To show that $a_n$ is a GP, we need to show that the ratio $$\frac{a_{n+1}}{a_{n}}$$ is a constant, that is, not dependent on $n$.

Can you proceed?
 
What do you mean?
 
ChelseaL said:
What do you mean?

show the ratio $\dfrac{a_{n+1}}{a_n}$ is a constant
 
18/3n + 1 / (18/3n)?

Sorry for not really understanding this topic. My lecturer regularly misses class and refuses to help us when we ask questions.
 
ChelseaL said:
18/3n + 1 / (18/3n)?

Sorry for not really understanding this topic. My lecturer regularly misses class and refuses to help us when we ask questions.

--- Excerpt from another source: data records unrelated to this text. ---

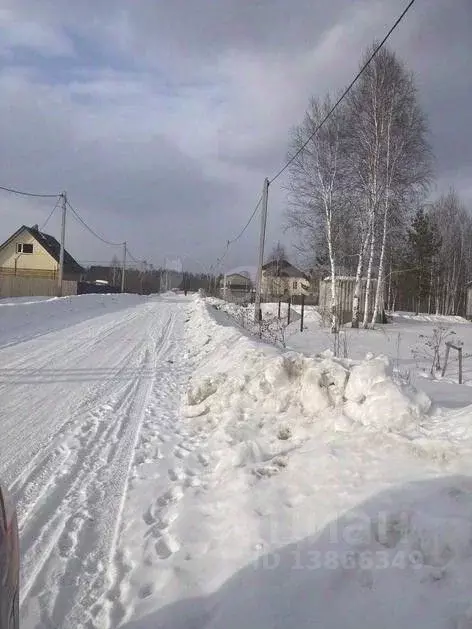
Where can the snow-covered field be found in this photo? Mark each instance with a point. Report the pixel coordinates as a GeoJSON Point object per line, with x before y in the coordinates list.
{"type": "Point", "coordinates": [173, 472]}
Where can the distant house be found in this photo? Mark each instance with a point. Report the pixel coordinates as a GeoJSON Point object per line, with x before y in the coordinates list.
{"type": "Point", "coordinates": [280, 278]}
{"type": "Point", "coordinates": [234, 285]}
{"type": "Point", "coordinates": [32, 253]}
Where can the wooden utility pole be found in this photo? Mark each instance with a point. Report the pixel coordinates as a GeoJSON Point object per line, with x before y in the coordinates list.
{"type": "Point", "coordinates": [123, 268]}
{"type": "Point", "coordinates": [257, 302]}
{"type": "Point", "coordinates": [60, 274]}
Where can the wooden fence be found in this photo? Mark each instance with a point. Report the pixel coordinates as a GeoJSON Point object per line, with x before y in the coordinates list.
{"type": "Point", "coordinates": [344, 296]}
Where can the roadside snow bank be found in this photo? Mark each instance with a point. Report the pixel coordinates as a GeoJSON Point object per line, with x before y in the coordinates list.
{"type": "Point", "coordinates": [237, 372]}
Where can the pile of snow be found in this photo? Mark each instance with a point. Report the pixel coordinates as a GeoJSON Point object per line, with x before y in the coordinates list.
{"type": "Point", "coordinates": [322, 503]}
{"type": "Point", "coordinates": [240, 372]}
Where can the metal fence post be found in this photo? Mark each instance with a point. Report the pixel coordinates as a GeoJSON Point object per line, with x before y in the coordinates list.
{"type": "Point", "coordinates": [303, 313]}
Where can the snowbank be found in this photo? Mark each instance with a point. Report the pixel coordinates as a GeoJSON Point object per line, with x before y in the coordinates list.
{"type": "Point", "coordinates": [325, 501]}
{"type": "Point", "coordinates": [239, 372]}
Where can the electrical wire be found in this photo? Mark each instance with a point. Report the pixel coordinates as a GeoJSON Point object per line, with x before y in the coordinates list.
{"type": "Point", "coordinates": [29, 194]}
{"type": "Point", "coordinates": [50, 215]}
{"type": "Point", "coordinates": [94, 233]}
{"type": "Point", "coordinates": [344, 94]}
{"type": "Point", "coordinates": [233, 240]}
{"type": "Point", "coordinates": [130, 255]}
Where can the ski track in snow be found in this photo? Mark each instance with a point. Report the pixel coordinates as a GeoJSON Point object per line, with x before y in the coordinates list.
{"type": "Point", "coordinates": [83, 412]}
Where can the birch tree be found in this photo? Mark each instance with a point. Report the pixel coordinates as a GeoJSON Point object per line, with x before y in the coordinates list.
{"type": "Point", "coordinates": [317, 186]}
{"type": "Point", "coordinates": [391, 165]}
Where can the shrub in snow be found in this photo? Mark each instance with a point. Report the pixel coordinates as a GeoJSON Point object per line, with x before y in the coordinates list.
{"type": "Point", "coordinates": [284, 433]}
{"type": "Point", "coordinates": [431, 349]}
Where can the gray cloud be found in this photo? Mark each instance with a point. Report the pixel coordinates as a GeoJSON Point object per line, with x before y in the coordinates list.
{"type": "Point", "coordinates": [161, 119]}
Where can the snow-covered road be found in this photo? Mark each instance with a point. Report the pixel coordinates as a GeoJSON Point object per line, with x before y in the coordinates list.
{"type": "Point", "coordinates": [171, 471]}
{"type": "Point", "coordinates": [84, 409]}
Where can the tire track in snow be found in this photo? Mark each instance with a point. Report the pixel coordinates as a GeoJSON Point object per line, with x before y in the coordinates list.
{"type": "Point", "coordinates": [89, 496]}
{"type": "Point", "coordinates": [167, 464]}
{"type": "Point", "coordinates": [28, 448]}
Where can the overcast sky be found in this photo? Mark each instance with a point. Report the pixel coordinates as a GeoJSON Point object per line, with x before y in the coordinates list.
{"type": "Point", "coordinates": [161, 118]}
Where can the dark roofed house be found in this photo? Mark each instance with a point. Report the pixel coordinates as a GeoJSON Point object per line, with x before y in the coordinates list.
{"type": "Point", "coordinates": [30, 252]}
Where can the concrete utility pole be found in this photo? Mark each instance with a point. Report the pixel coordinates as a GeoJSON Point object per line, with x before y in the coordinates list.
{"type": "Point", "coordinates": [257, 303]}
{"type": "Point", "coordinates": [123, 268]}
{"type": "Point", "coordinates": [60, 274]}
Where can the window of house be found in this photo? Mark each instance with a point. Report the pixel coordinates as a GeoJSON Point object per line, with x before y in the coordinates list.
{"type": "Point", "coordinates": [24, 247]}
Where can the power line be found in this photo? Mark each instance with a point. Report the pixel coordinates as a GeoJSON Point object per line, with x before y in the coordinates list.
{"type": "Point", "coordinates": [233, 240]}
{"type": "Point", "coordinates": [230, 242]}
{"type": "Point", "coordinates": [51, 213]}
{"type": "Point", "coordinates": [130, 255]}
{"type": "Point", "coordinates": [94, 233]}
{"type": "Point", "coordinates": [345, 93]}
{"type": "Point", "coordinates": [29, 194]}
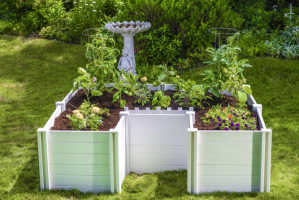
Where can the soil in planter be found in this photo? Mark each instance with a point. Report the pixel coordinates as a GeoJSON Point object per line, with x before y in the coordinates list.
{"type": "Point", "coordinates": [104, 101]}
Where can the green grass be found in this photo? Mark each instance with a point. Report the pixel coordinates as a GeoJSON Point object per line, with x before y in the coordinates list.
{"type": "Point", "coordinates": [32, 79]}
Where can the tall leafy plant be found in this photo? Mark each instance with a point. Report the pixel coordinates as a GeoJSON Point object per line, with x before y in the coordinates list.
{"type": "Point", "coordinates": [227, 72]}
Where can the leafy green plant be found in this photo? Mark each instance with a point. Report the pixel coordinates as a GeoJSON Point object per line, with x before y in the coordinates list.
{"type": "Point", "coordinates": [142, 96]}
{"type": "Point", "coordinates": [189, 94]}
{"type": "Point", "coordinates": [161, 100]}
{"type": "Point", "coordinates": [230, 118]}
{"type": "Point", "coordinates": [165, 77]}
{"type": "Point", "coordinates": [88, 115]}
{"type": "Point", "coordinates": [227, 72]}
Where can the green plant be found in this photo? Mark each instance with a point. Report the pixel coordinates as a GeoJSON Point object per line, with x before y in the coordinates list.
{"type": "Point", "coordinates": [100, 71]}
{"type": "Point", "coordinates": [161, 100]}
{"type": "Point", "coordinates": [165, 77]}
{"type": "Point", "coordinates": [189, 94]}
{"type": "Point", "coordinates": [230, 118]}
{"type": "Point", "coordinates": [142, 96]}
{"type": "Point", "coordinates": [88, 115]}
{"type": "Point", "coordinates": [186, 34]}
{"type": "Point", "coordinates": [227, 72]}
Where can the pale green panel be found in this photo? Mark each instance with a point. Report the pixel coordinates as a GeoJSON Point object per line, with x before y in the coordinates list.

If $$a_n=\frac{18}{3^n}$$ then $$a_{n+1}=\frac{18}{3^{n+1}}$$ and so:

$$\frac{a_{n+1}}{a_{n}}=\frac{\dfrac{18}{3^{n+1}}}{\dfrac{18}{3^{n}}}=\,?$$
 
\frac{1}{n+1}?
 
ChelseaL said:
\frac{1}{n+1}?

No, I think you are not using proper rules of algebra. Observe that:

$$a_{n+1}=\frac{18}{3^{n+1}}=\frac{18}{3\cdot3^n}=\frac{1}{3}a_n$$

Hence:

$$\frac{a_{n+1}}{a_{n}}=\frac{1}{3}$$
 
  • #10
ohhhh. What do I need to do from here?
 
  • #11
ChelseaL said:
ohhhh. What do I need to do from here?

As far as this problem goes, it is done, because we have shown the ratio is a constant. :)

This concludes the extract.